Gray Matters (March 2018)
Black History Month: Children As Change Makers
Among the many qualities that I most admire in my colleagues are the self-reflection and intentionality with which Capitol Hill Day School teachers engage in the art of educating children. Over the past few years, these traits have been particularly visible as the faculty and staff have explored the theme of diversity, equity, and inclusion. We looked inward, with our community-wide participation in the Assessment of Inclusivity and Multiculturalism survey (May 2017 Gray Matters), and outward, through our examination of expert research on Global Competence learning (February 2018 Gray Matters). We used our own learning to augment and advance our practice.

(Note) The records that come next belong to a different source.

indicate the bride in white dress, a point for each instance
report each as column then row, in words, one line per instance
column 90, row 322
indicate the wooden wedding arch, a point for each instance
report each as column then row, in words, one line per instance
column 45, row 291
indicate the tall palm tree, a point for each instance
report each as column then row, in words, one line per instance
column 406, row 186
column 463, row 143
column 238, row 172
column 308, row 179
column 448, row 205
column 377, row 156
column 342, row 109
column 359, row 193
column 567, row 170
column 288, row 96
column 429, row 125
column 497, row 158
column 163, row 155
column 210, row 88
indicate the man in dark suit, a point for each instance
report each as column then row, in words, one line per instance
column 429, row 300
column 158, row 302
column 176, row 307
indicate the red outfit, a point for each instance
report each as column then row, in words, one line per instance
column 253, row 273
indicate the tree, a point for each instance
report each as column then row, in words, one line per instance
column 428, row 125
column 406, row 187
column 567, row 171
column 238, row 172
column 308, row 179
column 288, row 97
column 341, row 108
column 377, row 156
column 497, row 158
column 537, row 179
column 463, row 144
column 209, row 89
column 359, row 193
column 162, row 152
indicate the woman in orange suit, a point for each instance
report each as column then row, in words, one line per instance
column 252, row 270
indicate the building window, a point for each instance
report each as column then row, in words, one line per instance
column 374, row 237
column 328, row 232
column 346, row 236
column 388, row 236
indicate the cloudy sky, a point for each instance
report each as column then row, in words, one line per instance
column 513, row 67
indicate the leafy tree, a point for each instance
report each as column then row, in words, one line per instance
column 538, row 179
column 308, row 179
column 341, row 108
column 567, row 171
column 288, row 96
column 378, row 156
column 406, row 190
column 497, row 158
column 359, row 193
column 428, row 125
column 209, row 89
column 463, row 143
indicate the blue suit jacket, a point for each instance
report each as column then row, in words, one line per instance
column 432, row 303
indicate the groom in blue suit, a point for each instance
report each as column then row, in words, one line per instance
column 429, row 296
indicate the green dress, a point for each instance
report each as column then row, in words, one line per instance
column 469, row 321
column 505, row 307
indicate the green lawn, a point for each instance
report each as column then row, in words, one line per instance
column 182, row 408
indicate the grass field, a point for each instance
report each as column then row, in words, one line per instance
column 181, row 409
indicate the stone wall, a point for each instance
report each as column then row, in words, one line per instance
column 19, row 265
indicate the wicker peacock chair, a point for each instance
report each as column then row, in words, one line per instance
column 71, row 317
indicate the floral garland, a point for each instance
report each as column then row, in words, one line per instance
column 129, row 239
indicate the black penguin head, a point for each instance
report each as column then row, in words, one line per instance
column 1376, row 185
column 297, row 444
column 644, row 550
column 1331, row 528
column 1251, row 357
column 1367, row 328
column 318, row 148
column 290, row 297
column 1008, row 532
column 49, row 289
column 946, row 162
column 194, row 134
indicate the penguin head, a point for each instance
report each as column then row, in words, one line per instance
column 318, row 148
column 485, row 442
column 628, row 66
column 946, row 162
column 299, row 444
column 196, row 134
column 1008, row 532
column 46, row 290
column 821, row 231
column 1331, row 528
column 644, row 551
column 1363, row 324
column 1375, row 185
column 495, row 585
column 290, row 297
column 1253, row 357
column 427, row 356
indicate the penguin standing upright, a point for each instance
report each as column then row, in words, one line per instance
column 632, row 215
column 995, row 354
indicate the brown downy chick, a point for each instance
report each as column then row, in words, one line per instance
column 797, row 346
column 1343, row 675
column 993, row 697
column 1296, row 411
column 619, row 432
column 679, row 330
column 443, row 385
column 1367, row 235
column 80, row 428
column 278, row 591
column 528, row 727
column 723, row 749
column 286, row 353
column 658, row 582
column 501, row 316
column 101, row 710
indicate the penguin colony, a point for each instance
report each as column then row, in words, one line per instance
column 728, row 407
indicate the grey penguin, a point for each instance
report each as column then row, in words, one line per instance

One example of this work in action is this year’s approach to Black History Month. After careful consideration, a group representing the faculty at-large proposed that we use the month of February to explore the theme “children as changemakers,” with an intentional focus on the ways in which African-American children have made a difference in the struggle for recognition and rights. Here are a few examples of what this learning looked like:
All Early Childhood classes attended the Discovery Theater’s production, How Old is a Hero. Following the production, and in keeping with what is most relevant to the lives of young children, classes are focusing on these core ideas:
- We all have a job of noticing what is not fair and working to change it.
- We must show courage in order to make a change.
- mall movements can start something. Work towards fairness is not finished.
In a cross-grade workshop format, Elementary students studied the lives of the “changemakers” Destiny Watford, Claudette Colvin, and Ruby Bridges. They explored themes of economic protest, social entrepreneurship, and more. Students learned the meaning of the terms community organizing and policy change. Their work led them to discussions of vocabulary such as assumption, bias, and prejudice.
All Upper Grade students watched the documentary film, The Children's March, and used the film to examine the questions:
- Why were children important to making change in Birmingham, Alabama during the Civil Rights Movement? What were the resources (or power/influence) that children utilized in order to advocate for change in their community?
- What made the non-violent approach to change in/effective?
- What were the outcomes of children’s participation in Birmingham protests? How did the efforts of Birmingham youth influence the national Civil Rights movement?
- Who were important allies for the children?
As a way to make our learning visible, work will be showcased in an “all-school museum,” starting March 5. We hope you will make time to visit the first three levels of the Dent building and engage with our work.